The Matter with Things: Our Brains, Our Delusions, and the Unmaking of the World is the magnum opus of Dr Iain McGilchrist. It spans two volumes, 28 chapters, 8 appendices and a total of 1579 pages. Initially, I did not understand why the author would write such a huge work that very few people will read due to the sheer volume of text. However, having finished it, I believe I understand why he went into such detail.
Ian McGilchrist makes the point over and over again that the right hemisphere is the ‘master’ and that the left hemisphere is the ‘servant’ and that the problem with our current Western world is that the servant has usurped the master. He builds on his previous work The Master and his Emissary and he shows again and again that the left hemisphere focuses on details and is overconfident, thereby missing the big picture (which the right hemisphere is much better at understanding) and the uncertainty that is inherent in life. Reading more than twenty chapters in which this message is proven through referencing the breadth and depth of research leaves no doubt that this thesis is correct. Even my left hemisphere was convinced.
Then, having conclusively proven his point, McGilchrist goes on to leave the detail-focused logical analytical left hemisphere behind and appeals to the reader's right hemisphere to come to grasp (as a ‘Gestalt’) that consciousness is primary, that matter arises from consciousness and that ‘things’ as such do not exist. Everything is in flow, is a process and connected.
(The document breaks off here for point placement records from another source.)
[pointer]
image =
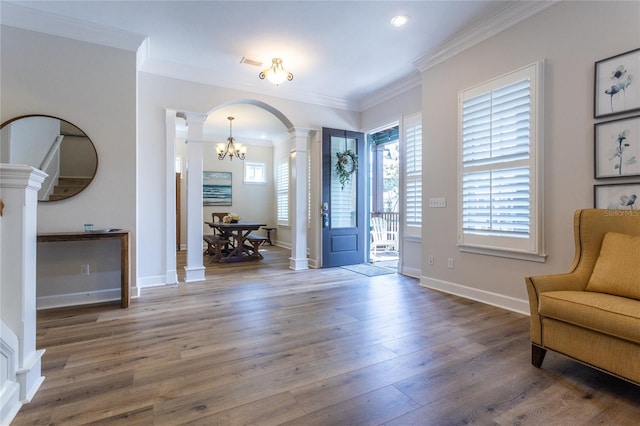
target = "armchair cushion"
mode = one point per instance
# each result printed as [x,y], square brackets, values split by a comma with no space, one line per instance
[617,269]
[612,315]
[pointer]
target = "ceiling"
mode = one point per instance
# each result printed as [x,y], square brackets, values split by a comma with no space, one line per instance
[343,54]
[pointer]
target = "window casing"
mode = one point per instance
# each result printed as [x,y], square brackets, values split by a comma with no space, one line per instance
[282,192]
[412,130]
[499,155]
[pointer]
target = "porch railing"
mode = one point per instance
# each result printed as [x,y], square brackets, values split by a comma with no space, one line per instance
[392,219]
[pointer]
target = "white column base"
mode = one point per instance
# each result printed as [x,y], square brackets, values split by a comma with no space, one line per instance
[10,397]
[29,376]
[298,264]
[194,274]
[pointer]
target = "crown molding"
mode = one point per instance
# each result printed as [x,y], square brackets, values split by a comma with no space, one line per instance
[30,19]
[210,77]
[389,91]
[506,18]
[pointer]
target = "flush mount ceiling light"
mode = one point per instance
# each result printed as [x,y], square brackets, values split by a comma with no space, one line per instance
[399,20]
[230,148]
[276,73]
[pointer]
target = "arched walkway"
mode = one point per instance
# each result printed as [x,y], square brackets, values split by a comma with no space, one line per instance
[298,146]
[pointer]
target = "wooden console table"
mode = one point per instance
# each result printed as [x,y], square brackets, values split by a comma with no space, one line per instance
[121,235]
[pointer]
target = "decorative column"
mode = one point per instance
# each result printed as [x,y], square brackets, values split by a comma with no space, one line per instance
[195,270]
[171,269]
[299,197]
[19,185]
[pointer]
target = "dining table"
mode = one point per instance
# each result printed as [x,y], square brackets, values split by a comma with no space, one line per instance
[238,233]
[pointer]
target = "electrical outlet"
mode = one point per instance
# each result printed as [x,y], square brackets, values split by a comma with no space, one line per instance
[437,202]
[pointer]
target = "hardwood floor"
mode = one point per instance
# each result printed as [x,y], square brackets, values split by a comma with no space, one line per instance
[257,343]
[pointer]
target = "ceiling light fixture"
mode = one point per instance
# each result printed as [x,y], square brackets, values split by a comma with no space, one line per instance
[276,73]
[399,20]
[230,148]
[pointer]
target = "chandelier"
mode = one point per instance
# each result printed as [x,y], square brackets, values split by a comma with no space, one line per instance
[230,148]
[276,74]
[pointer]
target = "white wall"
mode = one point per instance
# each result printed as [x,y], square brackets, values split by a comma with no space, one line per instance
[570,36]
[93,87]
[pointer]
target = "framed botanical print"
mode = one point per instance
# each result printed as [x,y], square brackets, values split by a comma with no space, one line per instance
[617,148]
[216,188]
[617,84]
[620,196]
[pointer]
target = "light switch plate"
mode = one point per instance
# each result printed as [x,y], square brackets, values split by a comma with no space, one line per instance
[437,202]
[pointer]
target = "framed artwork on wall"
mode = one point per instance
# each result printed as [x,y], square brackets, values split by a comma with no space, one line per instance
[216,188]
[619,196]
[617,84]
[617,148]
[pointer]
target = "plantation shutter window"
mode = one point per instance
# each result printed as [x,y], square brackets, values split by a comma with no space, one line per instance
[282,192]
[499,155]
[413,172]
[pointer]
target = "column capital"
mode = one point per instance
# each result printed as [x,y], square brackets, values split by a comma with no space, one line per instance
[192,117]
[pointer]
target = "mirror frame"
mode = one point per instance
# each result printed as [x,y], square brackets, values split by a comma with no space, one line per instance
[95,152]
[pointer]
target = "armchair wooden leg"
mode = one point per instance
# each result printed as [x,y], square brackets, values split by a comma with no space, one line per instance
[537,355]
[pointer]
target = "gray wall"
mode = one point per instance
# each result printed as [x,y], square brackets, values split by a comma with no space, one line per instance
[570,37]
[93,87]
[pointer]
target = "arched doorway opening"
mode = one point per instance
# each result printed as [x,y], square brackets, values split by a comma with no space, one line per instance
[267,132]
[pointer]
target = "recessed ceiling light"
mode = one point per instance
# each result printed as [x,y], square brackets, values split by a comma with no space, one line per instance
[399,20]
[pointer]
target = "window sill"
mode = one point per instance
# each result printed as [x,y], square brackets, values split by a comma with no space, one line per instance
[511,254]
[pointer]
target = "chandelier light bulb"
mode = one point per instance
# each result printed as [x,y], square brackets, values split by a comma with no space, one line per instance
[276,74]
[231,148]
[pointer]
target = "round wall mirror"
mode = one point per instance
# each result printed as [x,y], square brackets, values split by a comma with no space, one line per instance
[55,146]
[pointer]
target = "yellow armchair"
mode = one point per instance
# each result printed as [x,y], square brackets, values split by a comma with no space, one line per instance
[599,328]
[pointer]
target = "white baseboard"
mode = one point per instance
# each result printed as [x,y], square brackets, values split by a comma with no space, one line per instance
[490,298]
[84,298]
[10,402]
[411,272]
[151,281]
[29,376]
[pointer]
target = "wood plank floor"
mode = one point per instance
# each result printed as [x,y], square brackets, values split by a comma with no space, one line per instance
[257,343]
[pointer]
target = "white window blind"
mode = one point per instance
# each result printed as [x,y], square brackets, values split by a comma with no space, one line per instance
[412,126]
[499,148]
[282,193]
McGilchrist quotes philosophers and physicists. He appeals to myth and religion as explanation and proof. He concludes that ‘God’ is primary and omnipresent but disagrees that God is omniscient and omnipotent – it is that Nature gets to know herself through a constant process of creation that is neither predictable nor determined. McGilchrist states categorically that he does not believe in an ‘engineering’ God, but something more akin to a life force, which is not restricted to animate matter.
As a rather determined atheist, I struggled with his work – but hear me out. I could feel how my left hemisphere was sneering, while my right hemisphere was listening to the left, but not convinced by it, with the newfound incontrovertible knowledge that the left hemisphere is overconfident and very often wrong. I sat with the ambivalence that the work engendered in me and still am.
What McGilchrist is trying to show us is that we are wrongly limiting ourselves to the left hemispheric reductive way of thinking. Even when we use our overarching right holistic way of making sense of things, we cannot even hope to ever understand life and the universe fully as our brains are far too limited. But at least we can try.
I salute Iain McGilchrist for his courage to write this major work, as I can see how many of our colleagues will summarily dismiss it. I am glad that I read these books and I would recommend that everyone does. I believe that I have learnt a great deal from reading his work and that it will continue to have a positive impact on my life and that the same will be true for you, whether you agree with what he has said or not.